Our Western District colleagues recently considered a case strikingly similar to this one, but a difference in filing times created a different result. In Davis v. Helton, 796 S.W.2d 409 (Mo.App., W.D.1990), the court had facts identical to the instant case before it, but with one all-important exception; the mother filed her motion to modify three months after the child’s twenty-first birthday. Naturally, the new law had already intervened, extending the court’s jurisdiction over the child until she reached *388age twenty-two or graduated from college, whichever came first.

In the instant case, the motion to modify was filed five days after the child graduated from college. Even though the self-executing support statute had already intervened, it could not extend the trial court’s jurisdiction beyond the child’s graduation date. We do not attempt to evaluate respondent’s or Christopher’s rights to collect the disputed money, but we certainly cannot grant relief based on a mere motion to modify. Therefore, the trial court is without jurisdiction over Christopher. Because no jurisdiction exists, we need not consider the other points on appeal.

Respondent would have this court hold that her instant motion relates back to the filing of her motion for contempt on December 29, 1988. We decline to do so. Although the exact disposition of that prior motion is unclear from the record, it is evident that a hearing was never held, and the cause was not vigorously pursued. Upon these facts, we can only assume appellant’s contention that the motion was dismissed is correct. Therefore, since respondent’s motion for contempt and respondent’s motion to modify were given separate treatment, and the prior motion appears to have been dismissed, we hold the subsequent motion cannot relate back to the first.

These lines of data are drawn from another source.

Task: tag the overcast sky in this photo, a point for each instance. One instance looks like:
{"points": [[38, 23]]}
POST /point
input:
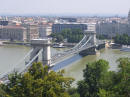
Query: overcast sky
{"points": [[97, 7]]}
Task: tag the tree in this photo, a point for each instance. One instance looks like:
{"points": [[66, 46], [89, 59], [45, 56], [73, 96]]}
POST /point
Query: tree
{"points": [[38, 82], [93, 79], [99, 82]]}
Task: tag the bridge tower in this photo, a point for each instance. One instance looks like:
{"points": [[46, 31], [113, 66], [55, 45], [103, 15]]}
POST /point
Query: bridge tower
{"points": [[44, 44], [91, 32]]}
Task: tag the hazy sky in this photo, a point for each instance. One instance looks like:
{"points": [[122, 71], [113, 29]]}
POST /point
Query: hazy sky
{"points": [[117, 7]]}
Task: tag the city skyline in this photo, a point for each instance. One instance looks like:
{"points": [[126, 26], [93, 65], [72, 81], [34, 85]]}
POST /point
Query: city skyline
{"points": [[64, 7]]}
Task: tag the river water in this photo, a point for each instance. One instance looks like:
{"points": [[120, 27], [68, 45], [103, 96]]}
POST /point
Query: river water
{"points": [[11, 54]]}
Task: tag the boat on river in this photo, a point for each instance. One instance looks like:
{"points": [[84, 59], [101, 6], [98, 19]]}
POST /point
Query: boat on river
{"points": [[125, 48]]}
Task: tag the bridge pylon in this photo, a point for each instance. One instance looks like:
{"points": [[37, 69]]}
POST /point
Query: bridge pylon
{"points": [[91, 33], [44, 44]]}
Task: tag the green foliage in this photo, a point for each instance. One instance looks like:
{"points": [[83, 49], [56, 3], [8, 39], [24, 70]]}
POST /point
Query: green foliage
{"points": [[122, 39], [38, 82], [73, 36], [99, 82], [93, 79], [73, 92]]}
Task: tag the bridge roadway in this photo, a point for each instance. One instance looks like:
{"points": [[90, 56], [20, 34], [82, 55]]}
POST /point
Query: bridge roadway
{"points": [[27, 63]]}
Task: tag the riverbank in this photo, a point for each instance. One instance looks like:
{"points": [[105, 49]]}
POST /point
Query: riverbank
{"points": [[17, 43]]}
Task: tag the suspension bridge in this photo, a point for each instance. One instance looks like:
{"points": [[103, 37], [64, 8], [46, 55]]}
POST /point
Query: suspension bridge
{"points": [[42, 47]]}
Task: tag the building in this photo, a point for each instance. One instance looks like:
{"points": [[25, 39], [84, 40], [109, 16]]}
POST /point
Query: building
{"points": [[69, 19], [12, 33], [56, 28], [32, 31], [44, 30]]}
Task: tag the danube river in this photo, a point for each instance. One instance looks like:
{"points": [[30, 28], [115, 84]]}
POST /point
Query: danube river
{"points": [[11, 54]]}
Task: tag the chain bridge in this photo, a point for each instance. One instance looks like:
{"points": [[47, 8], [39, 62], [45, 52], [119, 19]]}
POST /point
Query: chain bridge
{"points": [[42, 47]]}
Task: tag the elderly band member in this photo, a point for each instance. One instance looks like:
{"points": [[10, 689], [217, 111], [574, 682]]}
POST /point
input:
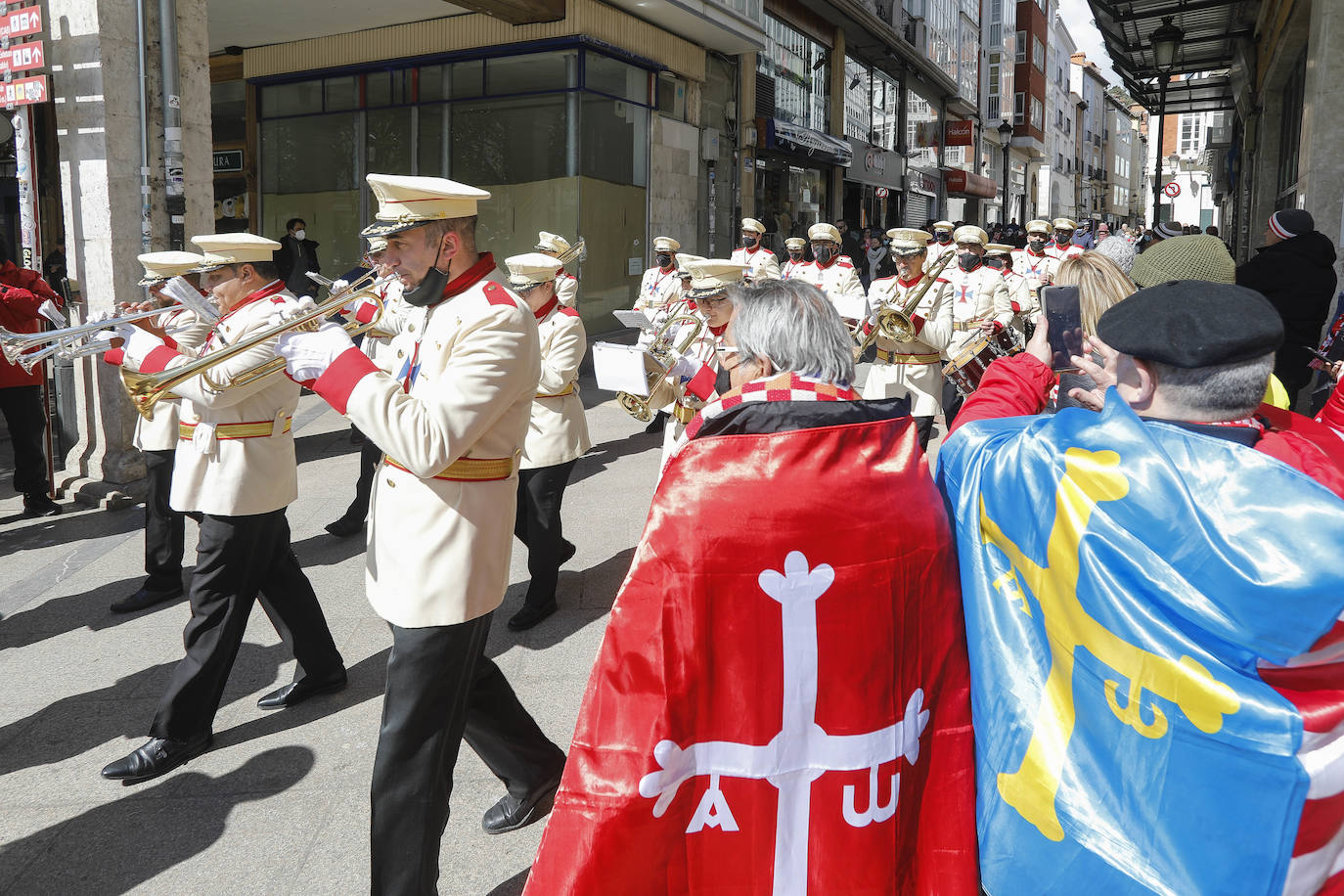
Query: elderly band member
{"points": [[912, 368], [452, 420], [234, 465], [557, 434]]}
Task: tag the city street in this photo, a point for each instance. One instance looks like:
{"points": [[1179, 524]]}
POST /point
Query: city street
{"points": [[281, 802]]}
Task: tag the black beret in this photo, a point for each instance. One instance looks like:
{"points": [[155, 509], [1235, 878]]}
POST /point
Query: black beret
{"points": [[1192, 323]]}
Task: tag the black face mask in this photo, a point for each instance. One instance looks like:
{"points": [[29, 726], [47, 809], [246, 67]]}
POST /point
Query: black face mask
{"points": [[430, 289]]}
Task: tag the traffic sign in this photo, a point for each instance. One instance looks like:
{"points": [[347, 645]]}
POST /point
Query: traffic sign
{"points": [[21, 23], [23, 92], [22, 57]]}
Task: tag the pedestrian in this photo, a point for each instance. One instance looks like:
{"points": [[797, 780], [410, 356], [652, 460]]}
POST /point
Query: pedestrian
{"points": [[441, 521], [1294, 270], [295, 256]]}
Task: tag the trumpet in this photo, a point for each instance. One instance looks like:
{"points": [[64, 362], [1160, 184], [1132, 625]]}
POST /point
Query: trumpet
{"points": [[894, 321], [657, 364], [147, 389]]}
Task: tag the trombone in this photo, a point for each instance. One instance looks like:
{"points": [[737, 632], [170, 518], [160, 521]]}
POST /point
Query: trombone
{"points": [[146, 389]]}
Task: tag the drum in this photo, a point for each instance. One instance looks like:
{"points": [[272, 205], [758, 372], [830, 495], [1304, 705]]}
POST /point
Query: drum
{"points": [[969, 366]]}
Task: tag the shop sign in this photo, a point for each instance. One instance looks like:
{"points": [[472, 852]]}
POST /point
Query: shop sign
{"points": [[24, 92], [959, 133], [22, 57]]}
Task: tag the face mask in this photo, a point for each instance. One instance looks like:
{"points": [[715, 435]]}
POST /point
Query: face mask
{"points": [[430, 289]]}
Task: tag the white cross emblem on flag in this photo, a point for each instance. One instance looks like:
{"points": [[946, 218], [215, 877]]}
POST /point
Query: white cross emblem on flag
{"points": [[801, 752]]}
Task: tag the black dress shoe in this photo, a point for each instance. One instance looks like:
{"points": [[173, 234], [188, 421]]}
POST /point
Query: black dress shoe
{"points": [[511, 813], [38, 504], [144, 598], [295, 692], [530, 615], [157, 758], [347, 525]]}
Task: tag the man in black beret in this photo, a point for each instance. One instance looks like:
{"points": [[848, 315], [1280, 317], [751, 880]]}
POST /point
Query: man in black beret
{"points": [[1294, 270], [1187, 352]]}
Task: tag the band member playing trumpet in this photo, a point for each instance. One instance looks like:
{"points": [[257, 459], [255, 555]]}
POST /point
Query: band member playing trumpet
{"points": [[557, 435], [234, 465], [452, 420], [912, 368], [157, 437]]}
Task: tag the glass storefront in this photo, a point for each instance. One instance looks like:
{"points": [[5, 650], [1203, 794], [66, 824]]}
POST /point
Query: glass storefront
{"points": [[560, 137]]}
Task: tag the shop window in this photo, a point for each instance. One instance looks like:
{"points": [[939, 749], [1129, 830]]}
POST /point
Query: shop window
{"points": [[532, 72], [615, 78], [614, 140], [485, 146]]}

Contrary to a blind assertion in the statement of facts section of appellant’s brief, this appeal does not encompass that portion of the trial court’s judgment relating to the parties’ other child, Alissa. The appeal regarding Christopher was individually certified for appeal and involves different issues. Moreover, we find no mention of Alissa in either the “point relied on” or the “argument” section of appellant’s brief. Rule 84.04(d). Any appeal thought to exist regarding Alissa is, therefore, dismissed.

REINHARD, P.J., and CRANE, J., concur.